Webinar presenter Phil Arkow answered a number of your questions after his presentation, Connecting the Dots in Criminal Justice: Preventing Crimes against People by Focusing on Animal Abuse. Here are just a few of his responses.
Audience Question: Do you have any suggestions on how to connect the operational silos of state public health, family services, and law enforcement agencies to require cross reporting?
Phil Arkow: Good question. We’re seeing a patchwork of cross-reporting requirements between child protection, animal protection, and adult protective services agencies. But there’s nothing consistent and it’s tough to get it through those systems. I don’t have any readily simple answers. There’s no magic bullet for it, except it’s all about relationships. It’s about making personal contact with the people in those agencies and introducing them to the link and showing them how it’s not more work for them. It’s not more work on their plate — animal abuse IS the plate because it’s usually the first link in the chain. It’s the first point of contact with a community services agency for many people. It’s additional eyes and ears in the community to alert you to issues that are going on out there. The more cross-reports we get, the better job you can do of protecting children, elders, and anybody else who’s vulnerable.
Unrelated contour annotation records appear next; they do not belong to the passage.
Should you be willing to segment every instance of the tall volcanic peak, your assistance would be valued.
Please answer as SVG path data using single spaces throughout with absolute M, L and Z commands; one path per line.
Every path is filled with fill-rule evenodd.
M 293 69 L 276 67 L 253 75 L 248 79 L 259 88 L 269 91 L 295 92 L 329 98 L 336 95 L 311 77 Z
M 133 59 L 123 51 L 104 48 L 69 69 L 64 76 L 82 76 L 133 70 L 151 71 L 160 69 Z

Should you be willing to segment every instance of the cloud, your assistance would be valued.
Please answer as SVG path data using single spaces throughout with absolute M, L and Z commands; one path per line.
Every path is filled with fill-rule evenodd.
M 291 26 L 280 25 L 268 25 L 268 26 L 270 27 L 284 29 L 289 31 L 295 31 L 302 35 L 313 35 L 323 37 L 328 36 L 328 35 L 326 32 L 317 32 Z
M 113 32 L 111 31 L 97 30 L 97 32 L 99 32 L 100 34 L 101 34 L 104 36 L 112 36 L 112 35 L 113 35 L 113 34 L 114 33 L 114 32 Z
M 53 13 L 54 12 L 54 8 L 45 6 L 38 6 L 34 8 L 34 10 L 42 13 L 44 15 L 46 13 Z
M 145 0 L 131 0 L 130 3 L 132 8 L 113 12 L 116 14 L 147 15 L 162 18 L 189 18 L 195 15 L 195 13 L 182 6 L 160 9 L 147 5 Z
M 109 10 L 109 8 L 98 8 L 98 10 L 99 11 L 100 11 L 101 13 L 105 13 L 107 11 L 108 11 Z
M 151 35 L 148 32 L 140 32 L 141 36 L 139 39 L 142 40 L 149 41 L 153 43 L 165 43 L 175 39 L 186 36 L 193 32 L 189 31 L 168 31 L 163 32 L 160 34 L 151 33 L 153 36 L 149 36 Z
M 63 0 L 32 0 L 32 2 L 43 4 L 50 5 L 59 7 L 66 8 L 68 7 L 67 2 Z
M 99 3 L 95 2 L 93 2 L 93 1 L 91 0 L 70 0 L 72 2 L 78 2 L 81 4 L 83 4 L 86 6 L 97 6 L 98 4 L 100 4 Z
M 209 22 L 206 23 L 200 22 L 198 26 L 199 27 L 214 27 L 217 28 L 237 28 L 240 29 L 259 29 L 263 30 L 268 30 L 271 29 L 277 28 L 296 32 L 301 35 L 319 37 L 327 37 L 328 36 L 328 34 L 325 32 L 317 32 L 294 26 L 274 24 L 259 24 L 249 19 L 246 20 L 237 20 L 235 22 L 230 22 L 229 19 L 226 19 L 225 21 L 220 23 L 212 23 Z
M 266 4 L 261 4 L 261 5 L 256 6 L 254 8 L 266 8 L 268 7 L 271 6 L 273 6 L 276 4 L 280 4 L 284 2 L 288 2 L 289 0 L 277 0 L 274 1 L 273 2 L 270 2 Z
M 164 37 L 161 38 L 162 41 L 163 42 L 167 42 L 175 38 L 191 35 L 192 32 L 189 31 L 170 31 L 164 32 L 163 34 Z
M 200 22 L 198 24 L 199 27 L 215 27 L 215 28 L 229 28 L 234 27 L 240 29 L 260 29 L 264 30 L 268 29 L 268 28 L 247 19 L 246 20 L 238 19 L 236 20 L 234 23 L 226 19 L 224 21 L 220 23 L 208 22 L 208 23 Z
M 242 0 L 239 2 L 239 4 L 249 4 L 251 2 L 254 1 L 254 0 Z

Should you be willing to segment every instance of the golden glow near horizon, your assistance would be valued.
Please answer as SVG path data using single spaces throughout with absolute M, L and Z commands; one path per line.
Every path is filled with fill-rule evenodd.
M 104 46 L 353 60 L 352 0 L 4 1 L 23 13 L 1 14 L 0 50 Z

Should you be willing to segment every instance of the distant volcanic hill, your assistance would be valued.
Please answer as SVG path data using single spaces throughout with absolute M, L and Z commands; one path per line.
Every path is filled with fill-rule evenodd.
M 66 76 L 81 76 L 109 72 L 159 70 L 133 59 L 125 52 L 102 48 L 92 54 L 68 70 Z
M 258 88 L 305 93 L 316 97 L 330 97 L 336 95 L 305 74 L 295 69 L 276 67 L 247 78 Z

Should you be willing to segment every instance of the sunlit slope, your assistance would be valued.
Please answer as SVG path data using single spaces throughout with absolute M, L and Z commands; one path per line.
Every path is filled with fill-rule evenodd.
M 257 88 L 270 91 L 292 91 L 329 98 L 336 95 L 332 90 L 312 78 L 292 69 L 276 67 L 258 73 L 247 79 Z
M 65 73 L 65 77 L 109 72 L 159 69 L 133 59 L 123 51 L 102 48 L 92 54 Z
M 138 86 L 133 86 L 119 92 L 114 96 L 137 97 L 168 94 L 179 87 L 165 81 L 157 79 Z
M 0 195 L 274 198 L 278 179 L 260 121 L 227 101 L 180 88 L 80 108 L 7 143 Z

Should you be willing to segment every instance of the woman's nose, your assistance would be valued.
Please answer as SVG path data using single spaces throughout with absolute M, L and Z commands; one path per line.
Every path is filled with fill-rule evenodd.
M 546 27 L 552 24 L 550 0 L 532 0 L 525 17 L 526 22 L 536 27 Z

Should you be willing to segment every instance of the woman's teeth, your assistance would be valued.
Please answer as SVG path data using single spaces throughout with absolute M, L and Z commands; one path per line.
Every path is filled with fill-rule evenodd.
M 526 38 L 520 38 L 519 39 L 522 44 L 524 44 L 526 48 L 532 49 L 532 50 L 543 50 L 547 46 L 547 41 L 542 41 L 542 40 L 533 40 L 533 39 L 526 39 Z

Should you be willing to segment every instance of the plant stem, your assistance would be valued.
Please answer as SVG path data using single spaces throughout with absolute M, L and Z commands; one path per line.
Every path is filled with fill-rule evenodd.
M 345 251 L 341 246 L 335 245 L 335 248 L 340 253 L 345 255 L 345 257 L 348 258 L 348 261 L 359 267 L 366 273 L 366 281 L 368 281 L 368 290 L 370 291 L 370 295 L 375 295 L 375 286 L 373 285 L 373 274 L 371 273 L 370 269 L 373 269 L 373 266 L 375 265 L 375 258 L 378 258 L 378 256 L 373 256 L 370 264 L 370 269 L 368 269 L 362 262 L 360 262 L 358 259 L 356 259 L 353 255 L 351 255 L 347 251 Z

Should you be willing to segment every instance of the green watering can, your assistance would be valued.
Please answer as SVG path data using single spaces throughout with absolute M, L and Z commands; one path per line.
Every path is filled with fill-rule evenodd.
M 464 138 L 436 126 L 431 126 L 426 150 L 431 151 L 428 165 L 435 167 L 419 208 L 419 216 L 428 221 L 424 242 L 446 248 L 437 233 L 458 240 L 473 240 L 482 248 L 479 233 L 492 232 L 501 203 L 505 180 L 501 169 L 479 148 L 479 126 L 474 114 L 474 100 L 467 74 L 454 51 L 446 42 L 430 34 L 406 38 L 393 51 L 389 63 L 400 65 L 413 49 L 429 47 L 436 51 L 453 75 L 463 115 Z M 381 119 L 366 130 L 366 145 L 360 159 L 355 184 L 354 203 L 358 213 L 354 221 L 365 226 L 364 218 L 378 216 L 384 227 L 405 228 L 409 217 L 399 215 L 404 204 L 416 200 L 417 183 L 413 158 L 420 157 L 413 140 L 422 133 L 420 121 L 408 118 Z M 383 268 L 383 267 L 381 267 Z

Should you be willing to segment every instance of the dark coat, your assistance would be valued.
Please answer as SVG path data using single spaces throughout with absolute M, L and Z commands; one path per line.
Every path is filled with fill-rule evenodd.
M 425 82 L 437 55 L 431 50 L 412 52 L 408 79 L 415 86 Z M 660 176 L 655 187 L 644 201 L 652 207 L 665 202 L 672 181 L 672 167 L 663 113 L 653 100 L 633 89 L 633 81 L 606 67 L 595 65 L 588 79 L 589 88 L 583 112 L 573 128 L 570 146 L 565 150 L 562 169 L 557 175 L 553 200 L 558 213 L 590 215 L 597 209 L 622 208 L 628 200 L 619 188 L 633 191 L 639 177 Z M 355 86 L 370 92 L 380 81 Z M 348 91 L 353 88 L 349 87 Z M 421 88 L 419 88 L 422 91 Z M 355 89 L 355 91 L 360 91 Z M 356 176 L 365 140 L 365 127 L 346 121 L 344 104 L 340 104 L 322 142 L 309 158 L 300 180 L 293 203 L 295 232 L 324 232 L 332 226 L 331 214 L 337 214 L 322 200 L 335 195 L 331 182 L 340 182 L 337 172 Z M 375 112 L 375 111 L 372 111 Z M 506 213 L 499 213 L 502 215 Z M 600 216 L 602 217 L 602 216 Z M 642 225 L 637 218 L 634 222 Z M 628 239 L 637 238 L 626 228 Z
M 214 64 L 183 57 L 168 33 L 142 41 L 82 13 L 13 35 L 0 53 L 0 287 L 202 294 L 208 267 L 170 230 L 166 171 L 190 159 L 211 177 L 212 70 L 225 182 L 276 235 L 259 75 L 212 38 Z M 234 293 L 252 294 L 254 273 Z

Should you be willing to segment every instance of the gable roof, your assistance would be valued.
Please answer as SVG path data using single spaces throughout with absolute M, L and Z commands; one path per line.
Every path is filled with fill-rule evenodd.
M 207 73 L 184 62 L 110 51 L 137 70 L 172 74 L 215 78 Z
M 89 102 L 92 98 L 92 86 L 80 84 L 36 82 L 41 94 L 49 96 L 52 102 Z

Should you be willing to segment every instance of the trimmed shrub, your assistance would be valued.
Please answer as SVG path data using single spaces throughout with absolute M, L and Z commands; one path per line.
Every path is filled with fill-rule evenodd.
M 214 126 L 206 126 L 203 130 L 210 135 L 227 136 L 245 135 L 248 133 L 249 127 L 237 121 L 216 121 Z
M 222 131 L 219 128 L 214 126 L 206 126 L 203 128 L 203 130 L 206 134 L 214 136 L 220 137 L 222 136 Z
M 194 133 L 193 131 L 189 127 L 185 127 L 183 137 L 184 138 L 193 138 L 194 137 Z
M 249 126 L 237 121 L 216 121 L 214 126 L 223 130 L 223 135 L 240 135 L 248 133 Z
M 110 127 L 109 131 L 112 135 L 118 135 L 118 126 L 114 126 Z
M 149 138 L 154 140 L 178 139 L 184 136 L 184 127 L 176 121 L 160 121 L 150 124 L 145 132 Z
Audience Question: If animals are changed from antique or heirloom property to something else, how will law enforcement prepare to manage seizures, warrants, and possession? Will they lose the structure we have to get an animal out of a bad situation?
Phil Arkow: I don’t know, that’s a great question. I’m speaking as a non-attorney, but I don’t know that the ability to seize abused animals is based on whether or not they’re property or not. I’m thinking of the Child Protection Model where children can be removed by child protective services from an abusive situation, and children are no longer considered property. So, I would think that it would be the same issue with animals as well. Adult Protective Services can remove vulnerable adults from dangerous situations as well.
Audience Question: My co-workers and I are probation and parole officers. Every day, we enter houses of convicted felons with animals. What are some of the signs that we need to pay attention to as far as animal abuse is concerned?
Phil Arkow: Basically, it’s not rocket science. If you see anybody doing anything to an animal that you wouldn’t do to your own pets call whoever investigates animal abuse in your area and have them take a look. You can find out who to call in our national directory on our website. We have 50 state pages, and 6,500 jurisdictions are in there. Also, if you look in our resources section, we have all sorts of guides as to what constitutes suspected animal abuse. It’s usually things like malnutrition, or not enough food, or animals being kept outdoors in unsavory conditions, or not inadequate food, water, and shelter, physical bruising, wounds that are aren’t being allowed to heal, overgrown nails, severe matting infestation with parasites, and things like that. It’s pretty much common sense, just report it and let somebody else take a look at it. But probation and parole can play a major role in this because you are actually on-site and have a chance to see the client and the animals in their home environment.
Audience Question: Do you have some succinct materials that we can use to try to persuade state legislatures?
Phil Arkow: Same thing. Yes, go to our website. You’ll see the resources tab, and you’ll find all sorts of materials there. And we have it broken down into general link information, and then it’s broken down by child protection, domestic violence, elder abuse, veterinarians, a number of other categories. We also have 5 resource pages on “Veterinary Medicine and The Link,” “Law Enforcement and The Link,” “Domestic Violence and The Link,” “Child Protection and The Link,” and “Adult Protection and The Link.”
Audience Question: Philosophically speaking if the emphasis remains on educating the public and enforcing the link, rather than stand-alone rights of animals, how is it possible to actually change animal law and policy?
Phil Arkow: I take a pragmatic approach because we have not reached a consensus as a society about animals’ rights. In particular, legislators and funders have not even come close to addressing that issue. And the legal implications of giving animal rights is just such a loaded issue: it affects everything from the agribusiness industries to how animals are perceived in every single aspect of our society to veterinary malpractice. I personally just don’t think that that’s going to change anytime in the foreseeable future. And so rather than, I was about to say, beating a dead horse, but that’s a horrible analogy. Rather than pursuing a course that I just don’t think is going to succeed anytime in the near future, it makes more pragmatic sense to focus on something that legislators can accept – that hurting animals also hurts people — and take smaller steps. And that may not eliminate factory farms, it may not make everybody a vegetarian, but it will make small measurable steps that protect animals and also protect people at the same time.